December 23rd, 2004
Boring? Us?
Over at Coldplay’s official website, they’ve posted a Christmas video. The band play cover versions of Mistletoe and Wine and Little Donkey dressed in santa hats, while Chris Martin breakdances. Christ alive.
Over at Coldplay’s official website, they’ve posted a Christmas video. The band play cover versions of Mistletoe and Wine and Little Donkey dressed in santa hats, while Chris Martin breakdances. Christ alive.

Over at NOTBBC, there’s a ‘fascinating’ discussion on food that has it’s name printed on it (so that you don’t forget what you’re eating). It shows how slowly my day is going when I’ve spent the best part of an hour trying to think of new examples.
By the way, I wouldn’t advise you to type “M and Ms” into google’s image search while you’re at work.

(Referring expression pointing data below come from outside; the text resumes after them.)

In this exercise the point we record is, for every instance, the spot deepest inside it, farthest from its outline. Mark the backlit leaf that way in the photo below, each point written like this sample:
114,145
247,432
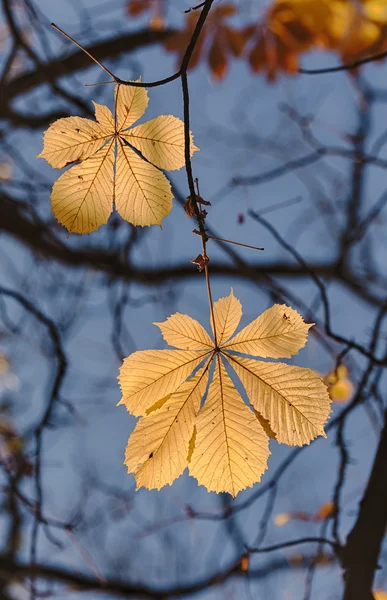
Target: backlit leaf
279,332
148,375
231,447
222,439
294,400
130,104
82,197
72,139
161,141
227,314
157,449
111,170
143,194
181,331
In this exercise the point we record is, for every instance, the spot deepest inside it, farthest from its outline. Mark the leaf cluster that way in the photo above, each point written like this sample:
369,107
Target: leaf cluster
223,441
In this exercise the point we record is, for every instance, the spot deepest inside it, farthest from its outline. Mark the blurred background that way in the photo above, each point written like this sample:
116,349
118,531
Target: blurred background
291,161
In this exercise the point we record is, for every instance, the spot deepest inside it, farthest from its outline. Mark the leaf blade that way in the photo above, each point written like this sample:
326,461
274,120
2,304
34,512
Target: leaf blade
142,193
294,400
104,117
279,332
231,447
161,141
185,333
147,376
82,197
131,103
72,139
227,314
158,447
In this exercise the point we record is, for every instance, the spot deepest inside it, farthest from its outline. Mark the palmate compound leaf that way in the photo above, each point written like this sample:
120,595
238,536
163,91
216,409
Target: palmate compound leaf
222,440
116,164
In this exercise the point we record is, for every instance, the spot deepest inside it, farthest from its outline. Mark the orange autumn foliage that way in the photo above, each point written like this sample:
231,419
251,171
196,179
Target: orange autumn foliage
275,42
218,40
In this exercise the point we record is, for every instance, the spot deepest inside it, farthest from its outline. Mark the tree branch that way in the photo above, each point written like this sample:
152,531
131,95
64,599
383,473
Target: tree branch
360,555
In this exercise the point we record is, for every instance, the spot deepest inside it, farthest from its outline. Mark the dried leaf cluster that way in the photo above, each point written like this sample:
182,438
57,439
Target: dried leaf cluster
274,42
223,441
117,163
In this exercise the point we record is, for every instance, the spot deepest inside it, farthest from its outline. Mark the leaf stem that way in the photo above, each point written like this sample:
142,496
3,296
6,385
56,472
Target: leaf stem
213,237
85,51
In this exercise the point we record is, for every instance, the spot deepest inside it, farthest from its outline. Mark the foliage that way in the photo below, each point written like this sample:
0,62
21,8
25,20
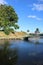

A little seasonal treat… All of the Beatles’ fan-club only Christmas records in MP3 format. Download them all before Apple’s legal team notices.
After a pretty disastrous year (wardrobe malfunction, massive backlash, low album sales, cancelled tour) Janet Jackson is going back into the recording studio to resurrect her career.
Her secret weapon? Partner Jermaine Dupri, of Usher and TLC fame, is in charge of the project. As a fan, I hope it works… but I’ve never been to keen on Dupri’s remixes of Jackson’s work. Fingers crossed.
Now this is weird. NORAD, the U.S.-Canadian aerospace defense organisation, will be tracking Santa on their radars as he delivers presents on Christmas Eve. They even have a website for it.
“Santa has never been fired upon accidentally as an intruder”, the press release reassures us. Plenty of other useful information follows – from the speed of Santa’s sliegh (nine Riendeer power) to what’s under his red coat (a stomach that helps fight the effects of gravity).
You. Could. Not. Make. This. Up.
(The pictures are getting worse today, don’t you think)
Over at Musicthing they’re gleefully spoiling my favourite instrument – the vibraslap.
They’ve discovered that the mighty percussion giant was originally made from donkey’s jawbones. Hence my hastily rendered artist’s impression.
Never again will I slap without shuddering.